Another article in the Daily Mail related how a transgender woman found romance with a man who also changed sex. This really is a most confusing area. LGBT stands for Lesbian, Gay, Bisexual and Transgender. The word ‘sex’ as an administrative category on forms seems to be destined to disappear and to be replaced by ‘gender’ which used to be a grammatical term. Sex and gender in grammar and sociolinguistics were used to refer to different things. The debate in the United States at both federal and state level about which lavatories should be used by different people depending on whether they were born male or female but also whether they felt they really belonged to the other sex or neither of those, is going to lead us where? Administrative forms, censuses for example, will they show in future Male, Female, Other (please give details)? What will these details be? What proof will be needed? What will happen to comparative statistics? Will there be universal acceptance of three, or more, sexes? Will same sex marriages become the new normal?

The BBC ran a headline yesterday: “Transgender soldier becomes first woman on Army front line”. The article goes on to explain that the soldier joined the Scots Guards as a man in 2012 but began hormone therapy in the last month, and has officially changed her name. The Army said it was delighted to have its first woman in a close-combat role. The Guardsman, who had official documents changed by deed poll from her birth name of Ben to reflect her new name and status, has now been informed she will be able to stay in the infantry, as a woman. The BBC uses neither the term ‘sex’ nor ‘gender’, but ‘status’. Confusing?

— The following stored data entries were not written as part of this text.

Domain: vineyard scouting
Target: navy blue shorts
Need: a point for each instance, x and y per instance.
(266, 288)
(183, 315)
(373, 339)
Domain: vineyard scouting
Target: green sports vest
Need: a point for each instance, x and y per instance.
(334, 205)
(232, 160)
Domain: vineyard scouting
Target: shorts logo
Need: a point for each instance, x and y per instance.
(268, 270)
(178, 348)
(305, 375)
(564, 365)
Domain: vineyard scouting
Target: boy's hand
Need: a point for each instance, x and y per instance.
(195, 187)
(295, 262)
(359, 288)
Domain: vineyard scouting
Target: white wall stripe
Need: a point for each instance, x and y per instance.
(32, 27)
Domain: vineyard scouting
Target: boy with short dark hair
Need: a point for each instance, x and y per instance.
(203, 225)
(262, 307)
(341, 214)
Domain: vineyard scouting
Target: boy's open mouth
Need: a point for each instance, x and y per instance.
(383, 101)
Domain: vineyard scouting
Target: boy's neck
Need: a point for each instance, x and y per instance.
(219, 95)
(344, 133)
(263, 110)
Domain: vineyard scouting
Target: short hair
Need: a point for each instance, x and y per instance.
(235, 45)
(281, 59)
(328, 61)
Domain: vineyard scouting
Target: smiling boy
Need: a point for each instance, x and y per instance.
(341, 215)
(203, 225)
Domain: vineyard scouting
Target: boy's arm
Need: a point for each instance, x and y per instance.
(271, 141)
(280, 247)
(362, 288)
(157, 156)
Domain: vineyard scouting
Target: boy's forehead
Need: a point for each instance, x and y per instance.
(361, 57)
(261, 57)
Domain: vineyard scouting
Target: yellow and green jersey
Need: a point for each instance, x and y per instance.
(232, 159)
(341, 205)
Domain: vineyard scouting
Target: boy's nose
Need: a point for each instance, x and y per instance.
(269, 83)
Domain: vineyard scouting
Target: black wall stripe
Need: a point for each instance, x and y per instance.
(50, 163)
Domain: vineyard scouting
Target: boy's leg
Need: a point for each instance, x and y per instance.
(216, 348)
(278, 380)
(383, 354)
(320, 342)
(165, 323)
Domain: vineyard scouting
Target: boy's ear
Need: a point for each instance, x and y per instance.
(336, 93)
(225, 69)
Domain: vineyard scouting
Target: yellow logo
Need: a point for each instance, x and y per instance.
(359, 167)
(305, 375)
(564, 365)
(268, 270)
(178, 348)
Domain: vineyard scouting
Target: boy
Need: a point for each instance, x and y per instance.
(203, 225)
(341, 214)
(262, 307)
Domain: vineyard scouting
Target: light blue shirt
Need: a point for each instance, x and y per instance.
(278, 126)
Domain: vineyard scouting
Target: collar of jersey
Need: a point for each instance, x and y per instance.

That George Sand was in fact the pseudonym of Amandine-Lucile-Aurore Dupin, a nineteenth century lady writer who fought for women’s independence, is well known. That Jan Morris was born James Humphrey Morris, historian, author and travel writer is perhaps less well known. Jan Morris is described as a trans woman who was published under her birth name until 1972, when she transitioned from living as male to living as female. These examples, in their day, were exceptional. There are new vocabulary items specifically created, such as “trans” woman and the verb to “transition”, which the OED dates to 1993. Nowadays, the sheer number of people involved, the various sexes, genders, statuses generated, leave many people unable to comprehend.


This situation in society will have to be reflected socio-linguistically. What I started by describing as men’s and women’s language reflects social evolution that is not really very complicated, in fact it’s rather trivial; it’s simply a matter of standards, of gravitas. The sex/gender question by comparison is a sea-change. It will be interesting to see how society in general and the different generations cope with it.